Investment Bankers and M&A Attorneys: The Deal Dream Team


Why you need them both.

Mergers and acquisitions (M&A) transactions are as complex as they are tricky to navigate. Each is different, with varying dynamics influenced by factors unique to the businesses involved. These variations can include proprietary technologies & processes, critical employee risk, shareholder goals, tax considerations, and more, which can significantly affect a deal’s approach and outcome.

Despite the complexity, some business owners try to handle M&A without professional advisors. For most, this is their first, or perhaps second, deal. Due to their limited experience, critical legal and financial issues may be overlooked, and money left on the table. A professional team of advisors who have completed hundreds of transactions brings the experience needed for success. Business issues and positioning led by the investment banker and legal points driven by the M&A attorney are critical to building, capturing, and preserving value throughout a deal.

Every company and every transaction have issues, and it’s essential to find and resolve potential problems quickly while keeping the forward momentum of multiple deal aspects. The buyer often wants one thing and the seller desires something completely different. The two are often mutually exclusive. The investment banker and M&A attorney have likely worked through and resolved similar opposing factors before and relying on their experience from hundreds of deals are able to craft a business and legal construct that can satisfy both parties. In other cases, it requires insight into the impact on the transaction, the selling shareholders, and the operations, along with a legal understanding of how everything will work long after a transaction is completed to develop the right solution.

More importantly, the best defense is a strong offense, and the combination of an investment banker and an M&A attorney can help identify potential issues before they become a problem. Getting ahead of potential problems and alleviating surprises before going to market or responding to diligence is vital to protecting and securing deal value. Ultimately, the ability to draw on the experience that your investment banker and M&A attorney have on what will get the other side over an issue, comfortable with the explanation or an action plan, is key to a successful deal.

Another aspect of a transaction that relies on this deal team is the negotiations of the details. Negotiations are a crucial aspect of every deal process and details matter. Many details require deep assessment to ensure they match the parties’ intent. Often, ideas and solutions are discussed at a high-level that may sound balanced and appropriate. But the details of definitions, responsibilities, authorities and what is included/excluded may throw the transaction out of balance. Figuring this out upfront is key.

Getting the details of the business deal right is the role of the investment banker. Making sure the legal language matches the business intent is the role of the M&A attorney. When they work together, they create a solution that is viable long after the deal closes.

There is often a robust and meaningful negotiation when the solution is challenging. Effective negotiations rely on the power of connection with the other parties – understanding the issues from the viewpoint of all involved and developing a rapport.

In a transaction, every element has two viewpoints – the business perspective and the legal point of view. Experts in each help the entire team see all points of view – business, legal, and often regulatory. In turn, the different personalities and styles allow you to leverage the banker and lawyer to help advocate for their clients at different times and simultaneously, as well as from multiple channels. They can trade off negotiations at appropriate times in the process to improve the outcome for the client. This tradeoff can look much like a detective drama, with the investment banker being the bad cop and the attorney the good cop during one phase, and when the time is right, switching roles to achieve the desired outcome.

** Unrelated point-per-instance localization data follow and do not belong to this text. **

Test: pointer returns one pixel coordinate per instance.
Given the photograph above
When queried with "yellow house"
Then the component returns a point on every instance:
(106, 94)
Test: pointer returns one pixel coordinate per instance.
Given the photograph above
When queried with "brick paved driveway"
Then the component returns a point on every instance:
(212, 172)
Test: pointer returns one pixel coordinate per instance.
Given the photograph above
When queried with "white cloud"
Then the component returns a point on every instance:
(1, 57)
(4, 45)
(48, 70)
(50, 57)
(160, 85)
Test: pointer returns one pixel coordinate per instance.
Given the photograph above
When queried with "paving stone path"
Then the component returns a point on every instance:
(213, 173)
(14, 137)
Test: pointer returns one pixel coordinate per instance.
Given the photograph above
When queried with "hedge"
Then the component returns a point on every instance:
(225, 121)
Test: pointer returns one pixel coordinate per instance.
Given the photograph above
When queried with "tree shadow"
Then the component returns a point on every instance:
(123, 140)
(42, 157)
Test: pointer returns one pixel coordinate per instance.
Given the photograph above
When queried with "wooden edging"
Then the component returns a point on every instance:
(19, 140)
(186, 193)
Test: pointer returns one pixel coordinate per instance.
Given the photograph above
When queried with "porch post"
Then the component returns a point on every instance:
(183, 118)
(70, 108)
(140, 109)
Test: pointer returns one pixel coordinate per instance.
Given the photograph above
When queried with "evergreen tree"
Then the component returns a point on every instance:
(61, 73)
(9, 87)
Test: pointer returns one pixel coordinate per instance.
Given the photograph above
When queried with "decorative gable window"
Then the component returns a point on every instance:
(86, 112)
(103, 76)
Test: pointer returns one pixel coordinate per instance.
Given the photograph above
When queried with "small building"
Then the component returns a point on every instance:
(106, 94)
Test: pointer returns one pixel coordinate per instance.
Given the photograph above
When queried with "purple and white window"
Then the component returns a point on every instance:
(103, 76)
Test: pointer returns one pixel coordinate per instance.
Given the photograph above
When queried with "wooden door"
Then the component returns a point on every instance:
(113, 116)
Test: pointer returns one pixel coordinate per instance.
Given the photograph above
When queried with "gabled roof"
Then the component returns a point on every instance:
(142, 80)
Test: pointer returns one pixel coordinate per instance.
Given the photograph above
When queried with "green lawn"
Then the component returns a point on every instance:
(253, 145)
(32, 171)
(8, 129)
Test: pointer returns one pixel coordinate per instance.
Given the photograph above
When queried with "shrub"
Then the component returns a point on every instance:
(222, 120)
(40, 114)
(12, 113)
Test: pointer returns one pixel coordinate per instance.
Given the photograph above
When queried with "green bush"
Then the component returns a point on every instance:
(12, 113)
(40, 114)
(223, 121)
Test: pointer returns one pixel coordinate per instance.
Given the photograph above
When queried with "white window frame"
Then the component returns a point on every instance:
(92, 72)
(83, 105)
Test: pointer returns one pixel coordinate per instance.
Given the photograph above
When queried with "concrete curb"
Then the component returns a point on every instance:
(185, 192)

Beyond the required experience set, getting a good transaction done takes considerable time. While trying to run the business, think about managing these discussions, negotiations, and information requests. Most senior executives and business owners have a full schedule and haven’t the time to evaluate materials, determine the best positioning and manage the many back-and-forths of a transaction. Taking on the work of an M&A project will be overwhelming, even with help. Therefore, it’s vital to have an experienced team of advisors who can handle the complexities of the process and day-to-day details, allowing owners to concentrate on their strengths and core competencies. With a reliable team, business owners can be confident that their deals are being guided in the right direction. At the same time, they can focus most of their attention on the organization’s operations and profitability.

The investment banker leads the business aspect of the transaction, preparing to go to market, engaging with potential counterparties, and positioning. They do this with guidance and input from the attorney who leads the deal’s documentation, tax, and regulatory elements. Success depends on them both working together as partners. Along with the client, this trio forms the perfect team to drive success.

Finally, it’s essential to consider the emotional aspect of M&A deals. These transactions can be life-changing and stressful for business owners and shareholders – it’s vital to understand the steps involved and what to expect. Experienced investment banking and legal professionals can help ease stress by offering clear and practical business and legal insights and guidance. Together the investment banker and M&A attorney educate and coach clients on beneficial behaviors during management meetings and negotiations, such as how to dress, their demeanor, and especially what they should or should refrain from saying. A client who’s well-educated on the process feels more in control and confident and is less likely to make a misstep that could harm the transaction.

Overall, a team approach to mergers and acquisitions is necessary, and a strategic partnership between investment bankers and M&A attorneys is well-equipped to navigate the complexities of deals, providing successful outcomes, increased value and needed protections for clients. They’re the M&A dream team.